The Promise of Green Money
At the end of 2019 I attended a panel debate for a group of business leaders in London. Four experts with different takes on the future of business and the planet considered the motion –
‘The house believes that the transition to a low-carbon economy and to purpose-led business can co-exist with the mantra of growth.’
At the heart of this debate is the question of ‘green money’: can we – and, if so, how might we – advance economic prosperity whilst making responsible use of Earth’s natural resources? The audience initially was split 23:8 in favour of the motion, with many as yet undecided. At the end, those who raised their hands voted 19:14.
Abstentions and this swing toward the noes reveal, I think, the intractable nature of green growth. The challenge itself is complex: new evidence emerges daily; the best solutions are unclear; there is much we do not know.
A single person cannot grasp all the – ecological, societal, individual, financial and scientific – variables in play.
In the paragraphs below I set out seven practical challenges to business leaders wrestling with the idea of sustainable prosperity. (Whilst indebted to the speakers and audience members of the debate, I make no attempt to give an account of what was said.)
Know the shelf-life of consumerism
Commitment to a low-carbon future brings new chances for wealth creation. Many industries – power, construction, travel, food and others – require fresh responses to enduring demands. Innovators and producers can expect to profit from society’s calls for green solutions.
Still, rampant consumerism – which yielded returns for ‘better, faster, cheaper’ strategies – is nearing the end of its shelf-life. Nature simply cannot sustain our highly materialised ways of living, with boundless, disposable ‘stuff’. Constrained to be green, companies will have to work smarter to generate financial value.
Invest in wise technology
From Stanford’s AI Index 2019 Report, Autonomous Vehicles (AVs) received the largest share of global investment this last year with US$7.7 billion (9.9% of the total), followed by Drug, Cancer and Therapy (6.1%), Facial Recognition (6.0%), Video Content (4.5%), then Fraud Detection and Finance (3.9%).
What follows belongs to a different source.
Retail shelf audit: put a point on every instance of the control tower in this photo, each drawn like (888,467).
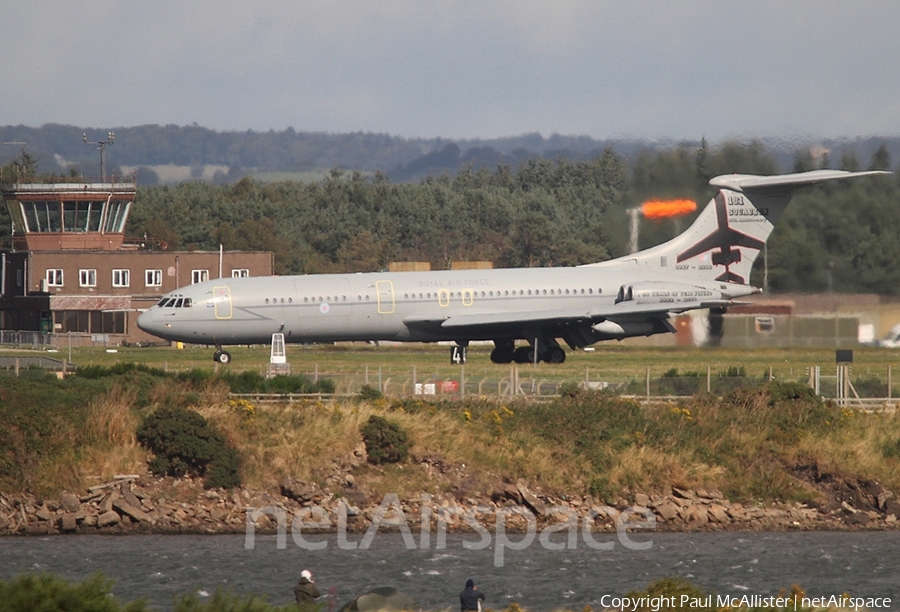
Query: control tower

In seeking wealth, human well-being and climate stability, not all technologies are equal: do we really need autonomous vehicles? Given limited time and money, companies must choose wisely. The right investments will become clear when we commit to a balance of long-term value for asset owners, people and the planet.
Commit to imaginative thinking
It is easier (for now) to make money than it is to make money and reduce carbon use. The price of non-financial capital is rising – business cannot rely on plundered resources or labour for surplus profits. Similarly, the cost of market participation will rise as unsustainable products are abandoned by consumers or banned by regulators.
The idea of ‘deep work’ promoted by Cal Newport is at odds with our prevailing culture of relentless distraction, easy soundbites and snap decisions. To overcome the complex, interconnected challenges of green growth, to thrive financially and to make a difference, companies must make time for well-informed, imaginative thinking.
Meet the fantasy of consensus
Raise concerns about climate change, and in polite circles you see nothing but grave looks and nodding heads. The barrage of news during 2019 has shifted the culturally appropriate response from ‘Hmmm?’ to ‘Yes, we need to do something about global warming.’
Still, this does not mean agreement. For many, public acquiescence obscures deep cultural and personal barriers to a spirited commitment to action. Business leaders require the courage to overcome their own and others’ unspoken – and often understandable – resistance to new strategic directions.
Rise above the blame
Extinction Rebellion (for example) has done a sterling job of raising climate awareness. Yet in the book This Is Not a Drill, the movement’s underlying rhetoric presents as an onslaught against capitalism, business and wealth. This year has seen profit in general, companies in particular and also named executives reviled over global warming.
Absolutely, a ‘softer’ form of capitalism has the power to lessen climate risks. Yet we need money and innovation to solve complex problems. To demonise the countries, firms and individuals that have profited from fossil fuels is senseless. We must hear the noise, yet question the words, of any who foster blame over partnership.
Exercise business influence
Society rightly will abandon the runaway train of shareholder value. But, as global warming looms, we have no time to dismantle our socioeconomic system. Nor should we scupper with fantasy politics the chance to have all hands on deck: the organising power of markets is a decisive weapon in the battle against rising emissions.
Companies are well positioned to influence consumer behaviour through products and advocacy. They can also translate government policy into practice, creating the conditions for culture change. This power is a privilege, and it leaves executives and boards with a duty to act now.
Reimagine our good life
For a sustainable and prosperous future, individuals must reimagine what it means to lead a good life. In the developed West, we often see ourselves through the material clutter that we inherit or buy. This culture sets the agenda for business and policy, and has contributed to troubles we face today.
Beyond basic needs ’economic wealth does not increase happiness’. At first blush, the statement feels disingenuous: the sheepish apology of the rich, the sour grapes of the middle class, or the bitter analgesic of the poor. Nevertheless, the promise of green growth compels us to explore a truth beyond this, our cultural heritage.